Documenta Mathematica
- Discipline: Mathematics
- Language: Multiple
- Edited by: Henning Krause, Stefan Teufel, Otmar Venjakob

Publication details
- History: 1996–present
- Publisher: EMS Press (Germany)
- Frequency: Bimonthly
- Open access: Yes
- License: CC BY 4.0
- Impact factor: 1.2 (2019)

Standard abbreviations
- ISO 4: Doc. Math.

Indexing
- ISSN: 1431-0635 (print) 1431-0643 (web)

Links
- Journal homepage; Online archive;

= Documenta Mathematica =

Documenta Mathematica is a peer-reviewed multidisciplinary mathematical journal by the German Mathematical Society published since 1996. The journal doesn't charge a publishing fee from authors, and all publications are available online free-of-charge as PDF files, making it completely open-access to both authors and readers. Since September 2017, articles are published under the Creative Commons CC BY 4.0 license.

The current editorial board includes Henning Krause, Stefan Teufel and Otmar Venjakob. Since 1996 until 2017, Documenta Mathematica had been being published by Bielefeld University, since 2018 until 2022 by FIZ Karlsruhe, and at present by EMS Press. It's published as one 6-issue volume annually with approximately 60 articles vetted by reviewers. The publication related to the journal is the Documenta Mathematica Series (formerly known as Documenta Mathematica Extra Volumes), a book series which publishes edited volumes and monographs.

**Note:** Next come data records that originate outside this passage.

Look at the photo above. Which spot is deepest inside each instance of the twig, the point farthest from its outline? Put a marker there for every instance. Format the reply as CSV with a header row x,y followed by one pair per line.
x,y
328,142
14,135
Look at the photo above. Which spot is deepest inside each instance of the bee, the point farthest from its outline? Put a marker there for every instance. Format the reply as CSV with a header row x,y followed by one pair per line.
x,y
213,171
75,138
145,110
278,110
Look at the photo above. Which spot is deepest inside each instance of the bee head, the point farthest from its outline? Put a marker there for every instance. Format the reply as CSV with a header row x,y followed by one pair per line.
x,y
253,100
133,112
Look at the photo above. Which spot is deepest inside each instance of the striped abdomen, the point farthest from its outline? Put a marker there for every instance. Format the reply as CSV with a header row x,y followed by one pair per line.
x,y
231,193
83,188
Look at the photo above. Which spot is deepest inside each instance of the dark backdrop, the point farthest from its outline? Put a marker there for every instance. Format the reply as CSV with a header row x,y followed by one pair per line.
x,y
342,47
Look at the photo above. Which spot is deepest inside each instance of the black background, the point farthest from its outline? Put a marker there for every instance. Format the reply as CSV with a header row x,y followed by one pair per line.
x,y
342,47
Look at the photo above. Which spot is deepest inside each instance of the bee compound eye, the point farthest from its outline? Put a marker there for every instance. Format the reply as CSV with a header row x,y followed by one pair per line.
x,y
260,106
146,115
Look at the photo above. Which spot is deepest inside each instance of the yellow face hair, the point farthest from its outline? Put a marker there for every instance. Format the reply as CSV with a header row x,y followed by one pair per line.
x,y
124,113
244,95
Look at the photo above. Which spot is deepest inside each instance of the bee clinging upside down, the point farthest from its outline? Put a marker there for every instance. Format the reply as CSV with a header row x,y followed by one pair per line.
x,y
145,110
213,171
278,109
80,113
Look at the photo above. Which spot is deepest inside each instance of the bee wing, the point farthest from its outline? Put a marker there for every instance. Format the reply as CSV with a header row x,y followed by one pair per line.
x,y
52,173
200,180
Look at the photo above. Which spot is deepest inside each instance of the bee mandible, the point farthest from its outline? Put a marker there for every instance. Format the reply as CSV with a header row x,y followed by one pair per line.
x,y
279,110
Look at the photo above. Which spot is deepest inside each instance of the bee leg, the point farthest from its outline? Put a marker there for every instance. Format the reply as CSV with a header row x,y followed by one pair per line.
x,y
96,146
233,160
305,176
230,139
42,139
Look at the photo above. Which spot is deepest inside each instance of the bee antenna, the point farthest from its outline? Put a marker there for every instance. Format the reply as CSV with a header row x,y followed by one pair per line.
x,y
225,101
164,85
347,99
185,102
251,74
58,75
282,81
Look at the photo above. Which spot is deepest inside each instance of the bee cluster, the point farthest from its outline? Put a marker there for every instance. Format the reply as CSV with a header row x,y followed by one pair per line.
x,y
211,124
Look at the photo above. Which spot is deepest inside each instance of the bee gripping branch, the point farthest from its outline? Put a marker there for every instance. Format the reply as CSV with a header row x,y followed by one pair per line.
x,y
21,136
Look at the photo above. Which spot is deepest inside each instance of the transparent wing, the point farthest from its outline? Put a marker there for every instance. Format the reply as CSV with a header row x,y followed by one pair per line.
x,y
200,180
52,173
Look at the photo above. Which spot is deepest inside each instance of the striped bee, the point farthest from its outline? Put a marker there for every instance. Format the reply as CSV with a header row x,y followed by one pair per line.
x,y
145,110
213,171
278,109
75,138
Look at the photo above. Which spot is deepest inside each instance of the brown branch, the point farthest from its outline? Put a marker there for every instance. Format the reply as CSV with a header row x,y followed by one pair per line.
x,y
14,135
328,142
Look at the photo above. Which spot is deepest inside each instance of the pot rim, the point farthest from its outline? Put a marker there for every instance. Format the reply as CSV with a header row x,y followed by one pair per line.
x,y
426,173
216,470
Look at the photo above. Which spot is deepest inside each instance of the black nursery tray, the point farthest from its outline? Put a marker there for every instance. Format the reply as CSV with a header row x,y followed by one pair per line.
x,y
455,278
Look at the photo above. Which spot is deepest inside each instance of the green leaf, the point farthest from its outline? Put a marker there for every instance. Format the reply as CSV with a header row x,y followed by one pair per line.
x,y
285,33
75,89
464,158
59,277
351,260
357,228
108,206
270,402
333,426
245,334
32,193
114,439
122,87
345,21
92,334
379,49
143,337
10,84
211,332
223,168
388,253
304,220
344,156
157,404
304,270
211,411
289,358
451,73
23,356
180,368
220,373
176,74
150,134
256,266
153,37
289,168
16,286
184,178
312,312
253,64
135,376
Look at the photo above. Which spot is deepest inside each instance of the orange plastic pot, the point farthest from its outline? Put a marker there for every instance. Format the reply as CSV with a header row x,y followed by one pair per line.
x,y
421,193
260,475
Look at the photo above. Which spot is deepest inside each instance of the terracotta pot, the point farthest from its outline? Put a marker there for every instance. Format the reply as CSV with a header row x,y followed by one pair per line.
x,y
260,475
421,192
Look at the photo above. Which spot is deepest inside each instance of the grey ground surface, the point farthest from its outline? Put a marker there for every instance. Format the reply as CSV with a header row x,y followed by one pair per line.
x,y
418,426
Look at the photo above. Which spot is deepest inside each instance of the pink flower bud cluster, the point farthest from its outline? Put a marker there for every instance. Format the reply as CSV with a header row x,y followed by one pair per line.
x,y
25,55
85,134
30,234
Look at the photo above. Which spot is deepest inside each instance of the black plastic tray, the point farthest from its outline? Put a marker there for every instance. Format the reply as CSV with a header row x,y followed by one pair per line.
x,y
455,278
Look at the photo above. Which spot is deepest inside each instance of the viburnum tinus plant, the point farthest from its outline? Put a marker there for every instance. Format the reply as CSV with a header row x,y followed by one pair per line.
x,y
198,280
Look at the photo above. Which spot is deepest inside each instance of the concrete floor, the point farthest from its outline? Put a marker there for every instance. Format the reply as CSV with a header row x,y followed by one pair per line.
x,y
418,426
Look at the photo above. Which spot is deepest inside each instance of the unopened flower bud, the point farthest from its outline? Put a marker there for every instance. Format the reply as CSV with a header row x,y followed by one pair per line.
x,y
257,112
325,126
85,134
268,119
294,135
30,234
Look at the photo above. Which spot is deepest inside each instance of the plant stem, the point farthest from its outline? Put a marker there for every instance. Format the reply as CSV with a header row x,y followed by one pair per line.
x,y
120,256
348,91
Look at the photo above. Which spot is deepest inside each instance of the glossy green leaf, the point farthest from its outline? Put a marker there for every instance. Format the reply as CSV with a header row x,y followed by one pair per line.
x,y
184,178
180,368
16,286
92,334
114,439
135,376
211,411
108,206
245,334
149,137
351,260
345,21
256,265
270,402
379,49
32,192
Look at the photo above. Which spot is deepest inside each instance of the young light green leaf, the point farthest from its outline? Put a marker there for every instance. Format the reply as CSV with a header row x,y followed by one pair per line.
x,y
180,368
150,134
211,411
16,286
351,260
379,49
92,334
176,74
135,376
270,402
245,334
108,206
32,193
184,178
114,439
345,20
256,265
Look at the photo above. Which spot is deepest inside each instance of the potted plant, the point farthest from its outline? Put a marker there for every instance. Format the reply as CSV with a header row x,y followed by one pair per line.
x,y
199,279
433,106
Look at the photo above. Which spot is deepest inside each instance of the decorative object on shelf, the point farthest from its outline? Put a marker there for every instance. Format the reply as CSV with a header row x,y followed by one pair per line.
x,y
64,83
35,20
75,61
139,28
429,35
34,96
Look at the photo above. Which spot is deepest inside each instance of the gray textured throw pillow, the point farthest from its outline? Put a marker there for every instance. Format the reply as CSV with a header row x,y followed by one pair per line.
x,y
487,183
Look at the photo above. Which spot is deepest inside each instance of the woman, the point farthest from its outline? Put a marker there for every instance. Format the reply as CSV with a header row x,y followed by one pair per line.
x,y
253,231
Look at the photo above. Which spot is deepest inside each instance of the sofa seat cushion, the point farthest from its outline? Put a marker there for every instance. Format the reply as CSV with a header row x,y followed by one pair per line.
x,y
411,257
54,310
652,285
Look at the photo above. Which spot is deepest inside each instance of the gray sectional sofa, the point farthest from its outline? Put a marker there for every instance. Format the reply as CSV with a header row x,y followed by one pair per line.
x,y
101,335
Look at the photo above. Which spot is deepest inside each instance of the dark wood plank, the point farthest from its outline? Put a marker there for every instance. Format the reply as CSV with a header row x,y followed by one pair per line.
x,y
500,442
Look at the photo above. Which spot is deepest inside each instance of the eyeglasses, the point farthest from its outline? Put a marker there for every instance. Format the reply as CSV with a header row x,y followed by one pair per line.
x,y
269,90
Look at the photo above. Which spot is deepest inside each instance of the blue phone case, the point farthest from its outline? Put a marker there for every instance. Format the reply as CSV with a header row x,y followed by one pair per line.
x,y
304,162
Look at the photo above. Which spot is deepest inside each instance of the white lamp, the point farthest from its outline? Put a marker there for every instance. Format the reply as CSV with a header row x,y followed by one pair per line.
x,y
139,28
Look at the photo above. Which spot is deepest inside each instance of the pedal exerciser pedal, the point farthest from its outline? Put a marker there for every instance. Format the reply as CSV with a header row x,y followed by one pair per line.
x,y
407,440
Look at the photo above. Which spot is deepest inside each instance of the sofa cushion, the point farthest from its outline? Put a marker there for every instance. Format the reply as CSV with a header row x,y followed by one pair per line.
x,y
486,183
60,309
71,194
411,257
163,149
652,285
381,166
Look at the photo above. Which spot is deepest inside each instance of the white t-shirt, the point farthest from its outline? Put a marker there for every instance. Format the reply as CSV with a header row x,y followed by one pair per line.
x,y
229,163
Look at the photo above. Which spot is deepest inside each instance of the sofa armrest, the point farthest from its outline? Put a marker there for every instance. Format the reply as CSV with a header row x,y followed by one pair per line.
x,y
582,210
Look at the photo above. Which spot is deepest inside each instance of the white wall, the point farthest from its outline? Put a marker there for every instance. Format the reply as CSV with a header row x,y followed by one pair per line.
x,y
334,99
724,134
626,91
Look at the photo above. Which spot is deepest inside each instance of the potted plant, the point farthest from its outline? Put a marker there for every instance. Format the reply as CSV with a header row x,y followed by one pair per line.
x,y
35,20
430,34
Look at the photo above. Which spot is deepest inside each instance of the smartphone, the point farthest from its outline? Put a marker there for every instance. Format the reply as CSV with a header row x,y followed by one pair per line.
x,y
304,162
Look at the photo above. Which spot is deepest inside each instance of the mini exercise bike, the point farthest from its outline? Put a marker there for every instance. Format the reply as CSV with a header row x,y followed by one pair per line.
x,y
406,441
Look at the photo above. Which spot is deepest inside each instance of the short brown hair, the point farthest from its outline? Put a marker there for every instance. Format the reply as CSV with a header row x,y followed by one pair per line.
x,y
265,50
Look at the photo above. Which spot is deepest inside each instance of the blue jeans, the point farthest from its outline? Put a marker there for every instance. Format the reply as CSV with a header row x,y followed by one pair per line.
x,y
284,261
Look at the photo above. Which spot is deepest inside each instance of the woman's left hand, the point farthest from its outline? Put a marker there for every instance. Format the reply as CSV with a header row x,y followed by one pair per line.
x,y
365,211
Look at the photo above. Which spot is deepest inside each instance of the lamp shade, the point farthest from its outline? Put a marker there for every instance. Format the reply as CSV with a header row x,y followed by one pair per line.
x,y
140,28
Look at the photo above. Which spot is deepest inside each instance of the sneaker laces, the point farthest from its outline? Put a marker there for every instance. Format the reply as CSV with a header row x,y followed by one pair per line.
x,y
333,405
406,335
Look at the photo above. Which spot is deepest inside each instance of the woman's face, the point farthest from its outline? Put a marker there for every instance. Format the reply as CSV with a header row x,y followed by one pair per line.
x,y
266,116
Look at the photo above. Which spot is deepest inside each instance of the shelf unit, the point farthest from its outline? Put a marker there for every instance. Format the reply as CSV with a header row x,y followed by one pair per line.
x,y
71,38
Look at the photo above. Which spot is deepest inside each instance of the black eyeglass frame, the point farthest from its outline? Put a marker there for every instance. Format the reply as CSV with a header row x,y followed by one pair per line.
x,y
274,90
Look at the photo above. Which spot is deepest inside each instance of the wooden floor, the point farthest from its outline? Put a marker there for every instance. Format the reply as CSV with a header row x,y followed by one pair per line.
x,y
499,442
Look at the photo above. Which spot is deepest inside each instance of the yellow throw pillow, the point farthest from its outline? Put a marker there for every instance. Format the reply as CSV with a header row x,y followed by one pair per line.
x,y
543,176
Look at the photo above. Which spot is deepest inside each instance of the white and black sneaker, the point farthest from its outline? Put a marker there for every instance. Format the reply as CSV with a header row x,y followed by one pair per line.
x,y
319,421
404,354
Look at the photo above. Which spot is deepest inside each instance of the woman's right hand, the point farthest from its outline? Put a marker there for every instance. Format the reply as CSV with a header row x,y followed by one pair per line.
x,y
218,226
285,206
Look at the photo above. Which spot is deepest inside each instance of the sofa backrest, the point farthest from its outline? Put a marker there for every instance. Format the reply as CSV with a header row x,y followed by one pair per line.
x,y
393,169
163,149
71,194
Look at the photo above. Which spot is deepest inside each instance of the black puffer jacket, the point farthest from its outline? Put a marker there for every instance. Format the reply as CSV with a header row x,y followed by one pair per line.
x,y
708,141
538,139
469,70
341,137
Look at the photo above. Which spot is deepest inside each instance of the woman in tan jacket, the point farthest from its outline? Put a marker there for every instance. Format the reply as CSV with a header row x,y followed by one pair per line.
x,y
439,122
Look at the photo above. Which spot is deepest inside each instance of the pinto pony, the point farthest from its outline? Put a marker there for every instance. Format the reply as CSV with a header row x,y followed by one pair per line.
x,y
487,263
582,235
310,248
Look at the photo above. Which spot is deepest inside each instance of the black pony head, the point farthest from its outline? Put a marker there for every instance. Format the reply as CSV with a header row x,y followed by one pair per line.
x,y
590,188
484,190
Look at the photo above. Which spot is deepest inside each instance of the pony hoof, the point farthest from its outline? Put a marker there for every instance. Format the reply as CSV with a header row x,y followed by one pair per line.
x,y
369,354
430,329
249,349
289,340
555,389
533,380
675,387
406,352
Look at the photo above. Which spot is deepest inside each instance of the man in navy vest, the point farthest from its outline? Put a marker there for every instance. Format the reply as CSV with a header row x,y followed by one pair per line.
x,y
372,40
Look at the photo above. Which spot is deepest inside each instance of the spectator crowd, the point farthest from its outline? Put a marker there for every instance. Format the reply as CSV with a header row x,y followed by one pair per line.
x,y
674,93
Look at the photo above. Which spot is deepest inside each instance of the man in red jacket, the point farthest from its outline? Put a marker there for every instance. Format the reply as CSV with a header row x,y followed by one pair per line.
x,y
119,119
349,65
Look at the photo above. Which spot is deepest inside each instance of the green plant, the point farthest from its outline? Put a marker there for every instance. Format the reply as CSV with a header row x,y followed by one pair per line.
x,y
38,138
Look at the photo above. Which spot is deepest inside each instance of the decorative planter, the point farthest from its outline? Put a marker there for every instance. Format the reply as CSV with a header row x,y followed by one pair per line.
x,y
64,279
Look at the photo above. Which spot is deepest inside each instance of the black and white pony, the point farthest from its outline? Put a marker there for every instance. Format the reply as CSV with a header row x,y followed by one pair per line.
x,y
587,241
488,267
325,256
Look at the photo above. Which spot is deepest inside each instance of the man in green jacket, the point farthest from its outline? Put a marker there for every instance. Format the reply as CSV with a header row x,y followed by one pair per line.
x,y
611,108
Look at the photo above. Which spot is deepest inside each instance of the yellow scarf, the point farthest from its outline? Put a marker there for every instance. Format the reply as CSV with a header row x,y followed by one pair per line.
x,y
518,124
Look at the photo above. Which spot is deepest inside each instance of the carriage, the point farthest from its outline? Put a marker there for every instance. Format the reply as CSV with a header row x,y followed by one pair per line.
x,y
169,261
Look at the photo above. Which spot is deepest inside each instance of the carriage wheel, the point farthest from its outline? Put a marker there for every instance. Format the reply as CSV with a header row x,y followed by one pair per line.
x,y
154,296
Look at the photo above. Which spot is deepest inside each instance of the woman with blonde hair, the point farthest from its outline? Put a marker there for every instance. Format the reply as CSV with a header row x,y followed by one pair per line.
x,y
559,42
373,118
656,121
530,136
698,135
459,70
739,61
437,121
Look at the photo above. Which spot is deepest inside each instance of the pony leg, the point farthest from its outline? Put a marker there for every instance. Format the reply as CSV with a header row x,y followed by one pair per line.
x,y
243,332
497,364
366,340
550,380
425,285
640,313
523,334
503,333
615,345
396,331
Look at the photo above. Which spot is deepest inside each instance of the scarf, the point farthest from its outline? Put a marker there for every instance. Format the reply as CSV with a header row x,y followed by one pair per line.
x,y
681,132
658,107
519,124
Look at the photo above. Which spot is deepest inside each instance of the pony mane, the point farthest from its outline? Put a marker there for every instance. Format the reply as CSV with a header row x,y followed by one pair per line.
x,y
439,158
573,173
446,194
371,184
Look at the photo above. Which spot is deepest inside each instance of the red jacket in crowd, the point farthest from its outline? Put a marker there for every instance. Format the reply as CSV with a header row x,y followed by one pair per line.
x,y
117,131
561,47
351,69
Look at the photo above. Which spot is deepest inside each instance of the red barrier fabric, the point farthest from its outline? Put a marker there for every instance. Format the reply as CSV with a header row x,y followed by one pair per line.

==Abstracting and indexing==
The journal is indexed and abstracted in the following bibliographic databases:

- DOAJ
- Mathematical Reviews
- Scopus
- Science Citation Index Expanded
- zbMATH Open

Both JUFO considers the journal to be a Level 2 journal, considered 'leading' in its field. Likewise, the Norwegian Scientific Index considers the journal to be a Level 2 journal, its highest rating reserved for the top 20% of journals.